IA History

Imagining America was formally launched at a 1999 White House Conference initiated by the White House Millennium Council, the University of Michigan, and the Woodrow Wilson National Fellowship Foundation. The name Imagining America reflects the theme of the White House Millennium Council, focused on renewing participation in all walks of U.S. life: “Honor the Past – Imagine the Future.” Conference participants became the basis for what would become IA’s consortium of colleges and universities, and the University of Michigan agreed to be the initial host campus, with Julie Ellison as founding director.

Achievements of IA’s early years include fostering a national network of campus-community collaborators in humanities, arts, and design; developing an analytical framework to aggregate and critically consider the range of nascent artistic and scholarly endeavors; and promoting public scholarship as an important and legitimate enterprise in higher education.
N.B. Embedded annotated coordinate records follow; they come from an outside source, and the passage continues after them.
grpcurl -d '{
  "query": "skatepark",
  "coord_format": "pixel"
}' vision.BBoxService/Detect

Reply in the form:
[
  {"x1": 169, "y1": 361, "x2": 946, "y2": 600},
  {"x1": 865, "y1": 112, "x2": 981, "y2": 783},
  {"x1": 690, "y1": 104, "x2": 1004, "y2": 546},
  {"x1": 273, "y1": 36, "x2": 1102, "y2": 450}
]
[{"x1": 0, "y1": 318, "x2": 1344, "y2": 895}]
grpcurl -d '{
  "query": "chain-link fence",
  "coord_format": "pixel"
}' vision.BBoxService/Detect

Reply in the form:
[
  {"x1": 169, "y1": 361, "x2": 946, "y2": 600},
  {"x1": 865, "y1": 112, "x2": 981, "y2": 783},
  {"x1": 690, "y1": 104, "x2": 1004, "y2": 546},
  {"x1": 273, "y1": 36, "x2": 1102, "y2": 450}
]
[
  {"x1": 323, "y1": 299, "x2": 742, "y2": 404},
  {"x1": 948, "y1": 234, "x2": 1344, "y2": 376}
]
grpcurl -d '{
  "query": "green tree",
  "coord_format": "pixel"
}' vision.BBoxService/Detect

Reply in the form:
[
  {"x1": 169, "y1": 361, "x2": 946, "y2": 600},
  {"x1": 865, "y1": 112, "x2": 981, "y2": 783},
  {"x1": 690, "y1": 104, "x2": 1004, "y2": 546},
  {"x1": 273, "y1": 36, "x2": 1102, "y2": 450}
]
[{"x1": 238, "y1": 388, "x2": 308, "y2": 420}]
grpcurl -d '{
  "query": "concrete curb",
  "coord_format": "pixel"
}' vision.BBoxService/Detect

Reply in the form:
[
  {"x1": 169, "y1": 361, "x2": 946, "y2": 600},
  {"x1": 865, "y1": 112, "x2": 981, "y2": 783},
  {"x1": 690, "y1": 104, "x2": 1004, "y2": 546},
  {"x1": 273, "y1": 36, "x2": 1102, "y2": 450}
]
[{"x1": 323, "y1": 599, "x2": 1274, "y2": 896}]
In 2007, IA moved to its second host campus, Syracuse University, and hired Jan Cohen-Cruz as director. By that time, IA had taken its place among other national organizations that push the boundaries of civic engagement in higher education. In 2008, IA released its prominent report based on several years of research, Scholarship in Public: Knowledge Creation and Tenure Policy in the Engaged University, by Julie Ellison and Timothy K. Eatman, IA’s research director. In that report, Ellison and Eatman put forward a definition of public scholarship as “scholarly or creative activity that encompasses different forms of making knowledge about, for, and with diverse publics and communities. Through a coherent, purposeful sequence of activities, public scholarship contributes to the public good and yields artifacts of public and intellectual value.”

IA is currently comprised of more than 100 college and university members and a myriad of community partners. Annual programming includes convening a national conference and several regional meetings, and collaborative research and action projects. IA contributes resources to an expanding membership and provides significant leadership to the field of engaged scholarship in higher education.